Antoine-Jean-Baptiste-François-Xavier Puiggari était né à Perpignan le 17 janvier 1815. Admis, en 1833, à l'Ecole Polytechnique, il passa par l'Ecole d'application de Metz et entra dans le corps du Génie. Puiggari servit quelque temps en Afrique, fut ensuite chargé des chefferies de Prats-de-Mollo et de Fort-les-Bains, de mars 1841 à juillet 1848, et fit la campagne de Rome, comme commandant d'une compagnie de sapeurs ; il remplit les fonctions de chef du Génie, à Perpignan par intérim pendant l'été de 1850, et à Narbonne, fut nommé chef de bataillon à Montpellier et termina sa carrière militaire à Perpignan, où il fut directeur des fortifications, de 1867 à 1875.
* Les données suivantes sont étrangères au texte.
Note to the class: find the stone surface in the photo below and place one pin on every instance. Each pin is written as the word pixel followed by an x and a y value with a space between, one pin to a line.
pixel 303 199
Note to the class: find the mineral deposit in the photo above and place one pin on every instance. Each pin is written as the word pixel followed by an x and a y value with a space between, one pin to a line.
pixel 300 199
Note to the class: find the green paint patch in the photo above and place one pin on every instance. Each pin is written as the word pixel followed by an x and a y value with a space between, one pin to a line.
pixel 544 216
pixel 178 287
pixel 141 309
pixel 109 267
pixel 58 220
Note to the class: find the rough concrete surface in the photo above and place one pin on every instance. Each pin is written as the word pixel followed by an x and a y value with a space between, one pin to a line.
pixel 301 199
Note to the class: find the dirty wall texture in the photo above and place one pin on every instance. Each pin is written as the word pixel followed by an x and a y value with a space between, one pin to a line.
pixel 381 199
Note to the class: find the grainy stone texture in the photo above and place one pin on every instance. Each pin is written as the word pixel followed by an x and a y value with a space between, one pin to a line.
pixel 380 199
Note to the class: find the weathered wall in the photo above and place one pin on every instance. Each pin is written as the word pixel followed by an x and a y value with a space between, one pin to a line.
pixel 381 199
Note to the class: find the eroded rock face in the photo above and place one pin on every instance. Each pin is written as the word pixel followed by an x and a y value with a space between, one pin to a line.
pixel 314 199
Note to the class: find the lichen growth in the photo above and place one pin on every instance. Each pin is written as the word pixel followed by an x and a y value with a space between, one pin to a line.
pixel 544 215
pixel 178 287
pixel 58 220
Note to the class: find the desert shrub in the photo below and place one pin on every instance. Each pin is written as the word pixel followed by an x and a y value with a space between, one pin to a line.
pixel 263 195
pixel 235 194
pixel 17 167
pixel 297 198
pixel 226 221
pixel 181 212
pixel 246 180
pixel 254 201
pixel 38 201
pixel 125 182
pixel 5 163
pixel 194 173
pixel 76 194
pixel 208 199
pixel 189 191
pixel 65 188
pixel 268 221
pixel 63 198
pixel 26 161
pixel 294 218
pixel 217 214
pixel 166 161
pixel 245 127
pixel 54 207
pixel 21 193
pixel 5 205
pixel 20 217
Chevalier de la Légion d'honneur en 1849, il fut promu officier le 12 août 1862 et commandeur le 21 avril 1874.

En 1842, Puiggari rédigea pour Amélie-les-Bains un projet d'hôpital thermal : le talent dont il fit preuve en cette circonstance, l'habileté qu'il montra dans la direction des travaux, le zèle avec lequel il s'employa à défendre les intérêts de l'Etat dans diverses affaires d'expropriation, lui valurent de nombreuses félicitations de ses chefs. Plus tard, Puiggari établit les projets du fort des Bazergues, dans la vallée de l'Ariège, de la caserne de Mende, d'une caserne à Montpellier, etc. Il fut commandant de place à Perpignan pendant la difficile période du 2 novembre 1870 au 30 mars 1871.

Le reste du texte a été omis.